Ontology-Based Recommender System of Online Courses
Author(s) -
Younten Tshering
Publication year - 2021
Publication title -
international journal for research in applied science and engineering technology
Language(s) - English
Resource type - Journals
ISSN - 2321-9653
DOI - 10.22214/ijraset.2021.37264
Subject(s) - ontology , computer science , semantic reasoner , consistency (knowledge bases) , world wide web , the internet , scope (computer science) , domain (mathematical analysis) , upper ontology , process (computing) , process ontology , information retrieval , semantic web , artificial intelligence , mathematical analysis , philosophy , mathematics , epistemology , programming language , operating system
Nowadays it is observed that everyone is learning new things to progress in their career through the internet and online courses. Online courses are the best source of learning, and it is helping students, graduate students, and employees to enhance their knowledge and skills. With the increased information on the internet about online courses, it has made it difficult for the learners to make decisions on courses that meet their requirements.
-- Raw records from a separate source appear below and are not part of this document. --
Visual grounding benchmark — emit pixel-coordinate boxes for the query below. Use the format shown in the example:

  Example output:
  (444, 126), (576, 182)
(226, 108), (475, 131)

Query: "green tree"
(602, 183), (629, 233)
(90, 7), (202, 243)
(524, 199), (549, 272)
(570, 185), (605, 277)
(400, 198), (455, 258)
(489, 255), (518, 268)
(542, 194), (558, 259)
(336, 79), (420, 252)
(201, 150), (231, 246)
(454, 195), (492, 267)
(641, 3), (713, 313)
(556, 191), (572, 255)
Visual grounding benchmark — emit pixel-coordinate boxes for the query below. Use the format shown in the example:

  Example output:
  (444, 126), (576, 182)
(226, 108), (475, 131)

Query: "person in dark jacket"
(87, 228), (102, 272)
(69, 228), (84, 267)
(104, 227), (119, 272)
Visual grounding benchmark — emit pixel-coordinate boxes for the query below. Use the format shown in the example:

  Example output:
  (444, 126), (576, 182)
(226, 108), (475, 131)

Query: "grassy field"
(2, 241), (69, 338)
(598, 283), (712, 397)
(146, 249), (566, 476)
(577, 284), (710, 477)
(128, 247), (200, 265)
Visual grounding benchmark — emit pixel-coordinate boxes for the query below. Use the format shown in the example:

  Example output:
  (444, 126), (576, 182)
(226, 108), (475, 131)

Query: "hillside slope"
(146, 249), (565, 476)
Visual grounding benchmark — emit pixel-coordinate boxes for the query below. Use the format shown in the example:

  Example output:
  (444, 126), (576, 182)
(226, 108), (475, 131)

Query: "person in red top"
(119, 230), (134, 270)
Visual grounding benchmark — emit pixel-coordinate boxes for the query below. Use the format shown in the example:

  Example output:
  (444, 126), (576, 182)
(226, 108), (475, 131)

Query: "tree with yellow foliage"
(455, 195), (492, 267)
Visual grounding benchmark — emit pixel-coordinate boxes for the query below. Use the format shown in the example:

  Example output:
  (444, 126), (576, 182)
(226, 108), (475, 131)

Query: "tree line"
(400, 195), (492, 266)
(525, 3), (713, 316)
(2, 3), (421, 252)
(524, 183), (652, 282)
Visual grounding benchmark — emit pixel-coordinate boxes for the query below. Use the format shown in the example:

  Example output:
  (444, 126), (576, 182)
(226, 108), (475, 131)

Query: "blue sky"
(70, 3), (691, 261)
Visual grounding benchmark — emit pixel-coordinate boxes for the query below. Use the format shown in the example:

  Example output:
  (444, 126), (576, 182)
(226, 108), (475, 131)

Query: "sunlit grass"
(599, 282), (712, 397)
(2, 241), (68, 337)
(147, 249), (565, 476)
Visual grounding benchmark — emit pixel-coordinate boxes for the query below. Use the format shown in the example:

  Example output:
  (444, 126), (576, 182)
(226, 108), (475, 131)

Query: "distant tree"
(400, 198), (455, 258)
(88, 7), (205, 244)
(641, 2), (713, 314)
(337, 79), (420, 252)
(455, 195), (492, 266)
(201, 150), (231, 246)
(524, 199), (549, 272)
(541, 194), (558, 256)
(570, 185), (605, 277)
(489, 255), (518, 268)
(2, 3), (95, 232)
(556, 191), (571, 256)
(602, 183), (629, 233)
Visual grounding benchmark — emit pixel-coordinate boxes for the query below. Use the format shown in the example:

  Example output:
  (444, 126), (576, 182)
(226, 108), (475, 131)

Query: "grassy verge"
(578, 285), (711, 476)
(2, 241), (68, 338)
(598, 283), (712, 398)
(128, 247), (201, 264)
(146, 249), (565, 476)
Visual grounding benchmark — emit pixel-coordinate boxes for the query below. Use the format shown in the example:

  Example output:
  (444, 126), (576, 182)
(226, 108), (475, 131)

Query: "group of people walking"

A wide range of online courses are available on the internet from different organizers or providers and finding information regarding online courses from many websites is a challenging and time-consuming process. Therefore, we developed an ontology with a common knowledge base that provides a recommendation to help the learners to select the most appropriate course depending on their requirements. For this purpose, classes (subclass and superclass) and their properties (object properties and data properties) with constraints (facets) were defined depending on the scope and domain specified by the Competency Questions (CQs). Next, the ontology was populated with instances to test and check the consistency of the ontology with the reasoner. After testing and querying the ontology using SPARQL in protégé, it is concluded that the ontology developed is consistent and perfectly meets the requirements which were defined by domain to answer the CQs. With this kind of ontology, one can find interesting courses with different categories and get recommendations on courses based on requirements. For the future scope, ontology can include more categories of courses and real instances for a better recommendation.